Damit stößt sie nicht auf Zustimmung des Ehemannes, ein derber Kerl, der wie die meisten Menschen der Gegend mit allen gängigen Vorurteilen aufgewachsen ist: Die Juden haben Jesus Christus getötet und seien ohne Herzen. Wie er, der grobe Klotz, sich doch für das Mädchen erwärmt, das Glück aber nur von kurzer Dauer ist, die Frau dann mit dem Baby fliehen muss, bildet den Kern des Films, ist aber doch nur eine Präambel für eine erschütternde, von Alexandre Desplats einfühlsamer und nun in Molltöne verfallender Musik begleitet, den Weg zu den Eltern des Kindes findet, wie der Vater es in seiner Verzweiflung aufgibt und schließlich im Konzentrationslager dem nackten Horror begegnet, hier festgehalten mit einer Abfolge von Tableaus mit von Schmerz verzerrten Gesichtern, die Hölle auf Erden. 

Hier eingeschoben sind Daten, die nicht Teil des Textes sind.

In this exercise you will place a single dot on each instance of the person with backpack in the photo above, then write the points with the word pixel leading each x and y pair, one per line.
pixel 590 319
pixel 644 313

Aber der Film endet nicht damit, ihm ist nach Versöhnung in seiner Erzählung für Erwachsene. Auch wenn nicht verraten werden soll, was es denn nun ist, dieses kostbarste aller Güter, kann man es sich mit ein bisschen Fantasie doch auch ausmalen. Wenn es dann aber am Ende des Films ganz direkt angesprochen wird, fühlt man sich eigenartig bewegt, von dieser kleinen Fabel, dieser schönen Geschichte und ihrer anspruchsvollen filmischen Umsetzung. Der Rest, so sind die letzten Worte, ist Schweigen. So soll es sein.